Maine’s top lawmaker, Governor Janet Mills, decided that sports gambling didn’t need to be allowed in the state, vetoing an effort by lawmakers to push through legislation that would have allowed sportsbooks to start popping up across the land. Her argument for denying the measure was puzzling, at best, and showed an odd concern for how the activity might impact an unlikely target – spelling bees. Since legislators had the forethought to not give too much control to one individual, the veto can be overridden by lawmakers, and that is now what Maine is seeing. While not yet ready to be written in stone, sports gambling is close, once again, to being legalized after the state Senate approved a vote to kill the governor’s veto.

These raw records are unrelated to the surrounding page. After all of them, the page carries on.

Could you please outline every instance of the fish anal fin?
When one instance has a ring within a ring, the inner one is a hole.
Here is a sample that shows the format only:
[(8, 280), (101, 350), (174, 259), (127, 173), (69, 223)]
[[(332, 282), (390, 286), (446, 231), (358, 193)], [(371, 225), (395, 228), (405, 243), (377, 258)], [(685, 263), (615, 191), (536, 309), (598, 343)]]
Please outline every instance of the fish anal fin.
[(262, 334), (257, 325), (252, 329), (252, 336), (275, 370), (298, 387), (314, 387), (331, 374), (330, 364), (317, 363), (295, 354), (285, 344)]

The Senate voted yesterday to essentially ignore the veto and allow LD 553 to move forward, winning by 20-10. A sponsor of the bill, Senator Louis Luchini, explains, “I think a lot of people realize that the illegal market is so huge, and we’ve seen a lot of states quickly come on board to legalize sports betting, that if we don’t do it, other states will get our players to go to their state.”

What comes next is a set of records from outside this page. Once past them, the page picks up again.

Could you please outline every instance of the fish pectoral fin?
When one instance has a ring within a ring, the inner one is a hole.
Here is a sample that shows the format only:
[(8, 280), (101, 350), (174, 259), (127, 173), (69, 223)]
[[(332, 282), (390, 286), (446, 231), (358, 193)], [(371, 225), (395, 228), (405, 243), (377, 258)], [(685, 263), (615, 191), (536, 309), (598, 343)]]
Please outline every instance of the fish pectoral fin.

Mills had asserted that she didn’t believe there was enough support from the people of Maine to warrant legalized sports gambling. However, it’s doubtful that, with her hectic schedule, she would have had enough time to canvas the state to determine what they wanted. As a matter of fact, that’s exactly what Senators and Representatives are in place for – to represent their respective districts and introduce laws those individuals would like to see. Apparently, at least 20 districts covered by the House want to be able to place wagers legally.
The House will now have to vote on LD 553, as well, for it to become a law. As long as there are no attempts to derail or postpone the efforts, the chamber should put the matter to a vote next Tuesday. Just like was the case with the Senate, two-thirds of the House has to approve overriding the veto for the legislation to stand.
Governor Mills is willing to be a good sport about things if her veto is crushed. The first-term governor states, “Before Maine joins the frenzy of states hungry to attract this market, I believe we need to examine the issue more clearly; better understand the evolving experiences of other states; and thoughtfully determine the best approach for Maine. That approach needs to balance the desire to suppress gambling activities now being conducted illegally and the need to protect youthful gamblers and those least able to absorb losses under a closely regulated scheme. Should the Legislature override this veto, or should Legislature take up a similar measure next year, my administration will continue to help with drafting and analysis to best address the unique needs of our state.”